Gözlerim gözleriyle mücadele ederken dudaklarını araladığını hissettim, sonra nefeslerimiz birbirine karıştı ve elimi kaldırıp yanağına dokundum.
"Seni seviyorum."
Dünya üzerimdeki bütün yükü alıp sırtlandıktan sonra sessizliğe gömüldü ve ben Min Yoongi'nin gözleri dışında başka hiçbir şey göremez oldum.
"Saç tellerine varana dek seviyorum seni. Tüm kusurlarımla, kusursuz bir biçimde seviyorum hem de. Hayatımın doğru kıldığı tek detay sensin, yemin ederim, başardığım en iyi şey seni sevmek. En güzeli." Parmaklarım yüzünün yumuşak tenini okşadığında gözlerini kapattı, cesaret aldım.

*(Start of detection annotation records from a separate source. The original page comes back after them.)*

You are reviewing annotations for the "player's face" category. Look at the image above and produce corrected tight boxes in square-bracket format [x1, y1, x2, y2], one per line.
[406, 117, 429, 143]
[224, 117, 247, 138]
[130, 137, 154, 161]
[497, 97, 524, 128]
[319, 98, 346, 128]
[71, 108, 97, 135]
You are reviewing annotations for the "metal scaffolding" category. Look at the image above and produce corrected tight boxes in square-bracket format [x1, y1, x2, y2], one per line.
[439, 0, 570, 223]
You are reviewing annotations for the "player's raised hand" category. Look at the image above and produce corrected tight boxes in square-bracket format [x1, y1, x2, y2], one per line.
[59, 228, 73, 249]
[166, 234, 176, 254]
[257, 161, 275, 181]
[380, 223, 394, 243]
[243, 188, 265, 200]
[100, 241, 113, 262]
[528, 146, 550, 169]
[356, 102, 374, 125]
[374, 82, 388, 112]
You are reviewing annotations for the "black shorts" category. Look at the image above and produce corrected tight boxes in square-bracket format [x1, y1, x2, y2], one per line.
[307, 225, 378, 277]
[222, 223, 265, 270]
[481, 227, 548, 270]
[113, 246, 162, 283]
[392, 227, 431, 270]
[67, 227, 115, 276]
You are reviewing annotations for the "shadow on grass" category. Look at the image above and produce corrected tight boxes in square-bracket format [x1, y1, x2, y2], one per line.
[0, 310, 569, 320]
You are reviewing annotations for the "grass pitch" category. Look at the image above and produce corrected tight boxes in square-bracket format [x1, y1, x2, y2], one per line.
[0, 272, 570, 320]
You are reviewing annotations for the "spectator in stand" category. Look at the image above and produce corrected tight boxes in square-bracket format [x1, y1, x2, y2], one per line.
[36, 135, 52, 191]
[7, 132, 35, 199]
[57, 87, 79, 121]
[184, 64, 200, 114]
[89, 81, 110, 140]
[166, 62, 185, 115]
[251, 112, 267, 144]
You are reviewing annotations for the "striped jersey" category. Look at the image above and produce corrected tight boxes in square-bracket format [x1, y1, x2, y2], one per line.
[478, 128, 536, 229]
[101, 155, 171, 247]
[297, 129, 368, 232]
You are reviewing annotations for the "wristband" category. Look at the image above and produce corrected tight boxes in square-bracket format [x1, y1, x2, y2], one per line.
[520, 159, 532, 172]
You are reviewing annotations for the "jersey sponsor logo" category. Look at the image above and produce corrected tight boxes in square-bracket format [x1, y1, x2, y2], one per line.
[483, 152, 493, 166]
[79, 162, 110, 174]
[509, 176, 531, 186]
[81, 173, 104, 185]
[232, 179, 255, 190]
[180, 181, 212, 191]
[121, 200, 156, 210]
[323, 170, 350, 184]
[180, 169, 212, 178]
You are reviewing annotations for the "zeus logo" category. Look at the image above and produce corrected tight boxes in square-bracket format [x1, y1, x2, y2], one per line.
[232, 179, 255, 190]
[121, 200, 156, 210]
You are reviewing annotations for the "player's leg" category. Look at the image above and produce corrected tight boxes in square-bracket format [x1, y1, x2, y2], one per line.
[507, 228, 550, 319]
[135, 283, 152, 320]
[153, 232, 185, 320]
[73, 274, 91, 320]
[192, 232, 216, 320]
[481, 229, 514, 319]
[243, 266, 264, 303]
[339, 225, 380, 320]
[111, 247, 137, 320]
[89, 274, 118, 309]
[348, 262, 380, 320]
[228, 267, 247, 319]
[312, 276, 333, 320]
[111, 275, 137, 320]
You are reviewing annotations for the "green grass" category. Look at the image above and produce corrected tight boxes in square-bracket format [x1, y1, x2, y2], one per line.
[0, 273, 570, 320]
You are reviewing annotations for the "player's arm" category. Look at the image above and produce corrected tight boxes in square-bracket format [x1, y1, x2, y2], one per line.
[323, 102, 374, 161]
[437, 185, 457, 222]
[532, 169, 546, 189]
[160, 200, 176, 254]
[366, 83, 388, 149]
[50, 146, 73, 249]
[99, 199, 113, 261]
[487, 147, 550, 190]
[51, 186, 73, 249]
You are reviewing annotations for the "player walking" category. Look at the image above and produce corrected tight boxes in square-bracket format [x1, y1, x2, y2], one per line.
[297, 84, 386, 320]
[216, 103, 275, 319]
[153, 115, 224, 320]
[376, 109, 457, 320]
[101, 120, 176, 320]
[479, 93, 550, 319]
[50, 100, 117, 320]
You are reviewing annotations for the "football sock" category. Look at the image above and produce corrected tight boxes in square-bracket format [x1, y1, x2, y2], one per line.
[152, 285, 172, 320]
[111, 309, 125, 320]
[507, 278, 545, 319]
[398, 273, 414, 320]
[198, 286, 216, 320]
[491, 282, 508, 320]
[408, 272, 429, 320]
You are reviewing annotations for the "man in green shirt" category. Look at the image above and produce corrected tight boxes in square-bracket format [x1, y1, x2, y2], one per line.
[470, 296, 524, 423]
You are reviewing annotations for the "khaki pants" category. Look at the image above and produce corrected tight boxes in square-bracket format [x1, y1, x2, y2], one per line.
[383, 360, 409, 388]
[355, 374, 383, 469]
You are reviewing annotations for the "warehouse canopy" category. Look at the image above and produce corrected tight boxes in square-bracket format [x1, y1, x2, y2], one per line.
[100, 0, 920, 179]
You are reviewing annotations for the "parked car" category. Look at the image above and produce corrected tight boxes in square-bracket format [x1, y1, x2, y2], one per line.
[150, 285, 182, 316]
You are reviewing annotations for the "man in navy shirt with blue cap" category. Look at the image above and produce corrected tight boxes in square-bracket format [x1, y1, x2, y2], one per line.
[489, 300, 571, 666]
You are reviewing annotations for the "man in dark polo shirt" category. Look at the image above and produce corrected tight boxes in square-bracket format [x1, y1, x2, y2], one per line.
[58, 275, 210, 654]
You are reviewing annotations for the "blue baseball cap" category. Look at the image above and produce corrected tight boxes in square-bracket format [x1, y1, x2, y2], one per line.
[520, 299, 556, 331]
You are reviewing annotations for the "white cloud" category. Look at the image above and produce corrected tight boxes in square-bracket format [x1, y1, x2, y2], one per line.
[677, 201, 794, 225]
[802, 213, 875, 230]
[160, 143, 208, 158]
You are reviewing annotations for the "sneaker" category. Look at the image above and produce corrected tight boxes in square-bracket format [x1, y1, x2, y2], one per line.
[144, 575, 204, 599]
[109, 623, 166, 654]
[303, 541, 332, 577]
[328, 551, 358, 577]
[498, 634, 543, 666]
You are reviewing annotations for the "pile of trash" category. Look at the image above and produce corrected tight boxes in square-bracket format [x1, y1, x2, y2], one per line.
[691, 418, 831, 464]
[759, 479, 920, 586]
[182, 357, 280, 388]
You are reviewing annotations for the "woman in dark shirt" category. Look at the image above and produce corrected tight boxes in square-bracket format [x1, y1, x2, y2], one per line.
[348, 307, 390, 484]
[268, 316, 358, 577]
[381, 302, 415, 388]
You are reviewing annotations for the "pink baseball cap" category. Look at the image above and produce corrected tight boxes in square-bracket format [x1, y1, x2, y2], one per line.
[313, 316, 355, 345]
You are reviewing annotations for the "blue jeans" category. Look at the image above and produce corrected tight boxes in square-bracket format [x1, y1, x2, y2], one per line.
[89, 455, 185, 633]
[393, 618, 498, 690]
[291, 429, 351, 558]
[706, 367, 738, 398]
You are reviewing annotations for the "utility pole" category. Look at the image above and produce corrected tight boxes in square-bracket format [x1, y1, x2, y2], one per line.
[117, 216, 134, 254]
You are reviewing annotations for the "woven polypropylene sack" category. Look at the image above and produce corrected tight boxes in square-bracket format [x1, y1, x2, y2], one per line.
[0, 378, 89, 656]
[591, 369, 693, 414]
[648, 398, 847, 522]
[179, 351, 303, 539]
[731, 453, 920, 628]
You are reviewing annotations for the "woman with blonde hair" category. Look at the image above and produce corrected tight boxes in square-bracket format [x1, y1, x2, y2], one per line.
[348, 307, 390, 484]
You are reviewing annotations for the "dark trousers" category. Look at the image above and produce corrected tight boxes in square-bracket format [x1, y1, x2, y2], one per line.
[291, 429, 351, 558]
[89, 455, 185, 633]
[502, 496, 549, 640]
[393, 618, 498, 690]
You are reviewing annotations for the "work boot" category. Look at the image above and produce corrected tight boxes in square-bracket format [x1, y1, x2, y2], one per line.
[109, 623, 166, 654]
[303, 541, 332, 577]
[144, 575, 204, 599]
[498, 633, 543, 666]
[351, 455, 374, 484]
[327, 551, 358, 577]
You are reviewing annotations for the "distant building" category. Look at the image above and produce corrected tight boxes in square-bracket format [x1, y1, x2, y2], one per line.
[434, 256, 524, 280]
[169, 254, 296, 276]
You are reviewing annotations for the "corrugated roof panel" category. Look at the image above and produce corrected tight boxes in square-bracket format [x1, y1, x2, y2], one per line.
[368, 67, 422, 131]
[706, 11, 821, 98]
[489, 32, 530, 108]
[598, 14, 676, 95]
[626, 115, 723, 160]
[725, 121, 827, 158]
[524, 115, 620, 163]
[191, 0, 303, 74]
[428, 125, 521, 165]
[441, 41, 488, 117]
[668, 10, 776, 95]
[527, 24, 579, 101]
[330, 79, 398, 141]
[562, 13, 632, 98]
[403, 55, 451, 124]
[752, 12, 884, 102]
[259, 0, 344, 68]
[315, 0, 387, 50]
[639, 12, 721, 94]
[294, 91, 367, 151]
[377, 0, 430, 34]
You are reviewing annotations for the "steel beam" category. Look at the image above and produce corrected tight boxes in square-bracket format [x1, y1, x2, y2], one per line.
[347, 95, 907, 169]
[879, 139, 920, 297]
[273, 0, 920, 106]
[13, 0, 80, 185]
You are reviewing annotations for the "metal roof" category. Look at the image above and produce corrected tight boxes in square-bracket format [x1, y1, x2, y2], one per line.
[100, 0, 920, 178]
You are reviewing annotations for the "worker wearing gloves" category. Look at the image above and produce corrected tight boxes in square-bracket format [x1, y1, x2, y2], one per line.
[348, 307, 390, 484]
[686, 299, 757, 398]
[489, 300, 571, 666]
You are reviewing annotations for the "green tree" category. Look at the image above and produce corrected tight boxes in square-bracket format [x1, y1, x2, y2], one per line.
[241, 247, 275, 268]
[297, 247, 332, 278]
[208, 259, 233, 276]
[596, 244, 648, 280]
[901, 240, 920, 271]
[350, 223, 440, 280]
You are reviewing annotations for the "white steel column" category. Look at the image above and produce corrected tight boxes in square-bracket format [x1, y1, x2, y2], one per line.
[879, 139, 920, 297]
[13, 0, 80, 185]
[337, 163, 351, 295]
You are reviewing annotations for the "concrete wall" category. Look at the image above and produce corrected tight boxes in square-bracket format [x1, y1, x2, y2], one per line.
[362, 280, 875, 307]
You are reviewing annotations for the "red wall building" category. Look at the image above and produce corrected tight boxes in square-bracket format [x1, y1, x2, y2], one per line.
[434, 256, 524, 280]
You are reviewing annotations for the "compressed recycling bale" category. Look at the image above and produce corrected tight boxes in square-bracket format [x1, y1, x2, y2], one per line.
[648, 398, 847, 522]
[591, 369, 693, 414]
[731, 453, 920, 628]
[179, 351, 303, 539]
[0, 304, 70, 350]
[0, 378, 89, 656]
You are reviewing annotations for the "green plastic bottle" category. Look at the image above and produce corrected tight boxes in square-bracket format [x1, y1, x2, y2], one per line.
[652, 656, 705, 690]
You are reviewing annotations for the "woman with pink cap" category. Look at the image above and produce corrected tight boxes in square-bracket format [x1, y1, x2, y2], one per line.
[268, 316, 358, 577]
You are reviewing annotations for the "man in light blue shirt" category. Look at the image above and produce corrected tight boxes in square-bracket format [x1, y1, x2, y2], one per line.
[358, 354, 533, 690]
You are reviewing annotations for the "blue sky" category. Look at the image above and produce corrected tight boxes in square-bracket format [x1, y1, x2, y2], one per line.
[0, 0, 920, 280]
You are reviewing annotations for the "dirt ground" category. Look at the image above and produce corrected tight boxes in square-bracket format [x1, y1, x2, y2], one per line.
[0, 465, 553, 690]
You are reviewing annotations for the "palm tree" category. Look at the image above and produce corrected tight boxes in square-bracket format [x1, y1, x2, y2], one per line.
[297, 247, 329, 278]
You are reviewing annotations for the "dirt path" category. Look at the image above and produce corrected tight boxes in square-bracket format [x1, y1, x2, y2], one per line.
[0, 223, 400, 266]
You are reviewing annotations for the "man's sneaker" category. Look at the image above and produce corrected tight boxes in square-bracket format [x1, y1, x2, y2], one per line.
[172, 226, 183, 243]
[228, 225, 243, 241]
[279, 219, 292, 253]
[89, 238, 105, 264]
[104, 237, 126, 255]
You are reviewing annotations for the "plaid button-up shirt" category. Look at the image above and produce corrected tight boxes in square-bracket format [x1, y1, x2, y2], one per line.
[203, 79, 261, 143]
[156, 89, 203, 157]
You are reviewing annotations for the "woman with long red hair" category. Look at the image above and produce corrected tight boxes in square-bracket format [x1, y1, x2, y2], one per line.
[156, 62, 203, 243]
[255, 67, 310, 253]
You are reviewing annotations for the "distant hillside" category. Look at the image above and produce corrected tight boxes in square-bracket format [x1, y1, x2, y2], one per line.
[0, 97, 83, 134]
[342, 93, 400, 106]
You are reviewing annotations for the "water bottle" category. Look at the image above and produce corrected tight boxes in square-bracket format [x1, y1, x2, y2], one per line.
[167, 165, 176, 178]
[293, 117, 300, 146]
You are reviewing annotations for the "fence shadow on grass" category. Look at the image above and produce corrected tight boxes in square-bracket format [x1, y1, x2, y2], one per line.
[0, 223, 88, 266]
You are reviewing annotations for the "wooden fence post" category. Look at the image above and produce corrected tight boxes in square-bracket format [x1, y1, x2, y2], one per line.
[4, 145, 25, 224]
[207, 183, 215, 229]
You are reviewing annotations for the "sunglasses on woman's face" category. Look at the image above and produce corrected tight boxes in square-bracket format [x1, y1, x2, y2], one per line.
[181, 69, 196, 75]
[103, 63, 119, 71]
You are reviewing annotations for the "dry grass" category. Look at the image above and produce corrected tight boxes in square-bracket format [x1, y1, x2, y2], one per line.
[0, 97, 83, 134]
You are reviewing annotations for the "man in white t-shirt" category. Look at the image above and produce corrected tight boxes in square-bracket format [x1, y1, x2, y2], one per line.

Çünkü o anda bana değil de, benim için kapamıştı gözlerini.
Biliyordum.
"Min Yoongi, bencilim, bilirsin. Bu yüzden..." diğer elimi de kaldırıp diğer yanağına götürdüm. Göz kapakları titredi, açmadı ama gözlerini. Gözlerim doldu.
Yaklaştım ona doğru.
"Bu yüzden..."
Biraz daha yaklaştım.
"Lütfen beni sev."
Ve işte bu da son evreydi;İtiraf.
Fakat son evre bazı sürprizlerle dolu oldu.
Min Yoongi'nin dudakları gibi.
Tanrım! Evet!
ONU ÖPTÜM!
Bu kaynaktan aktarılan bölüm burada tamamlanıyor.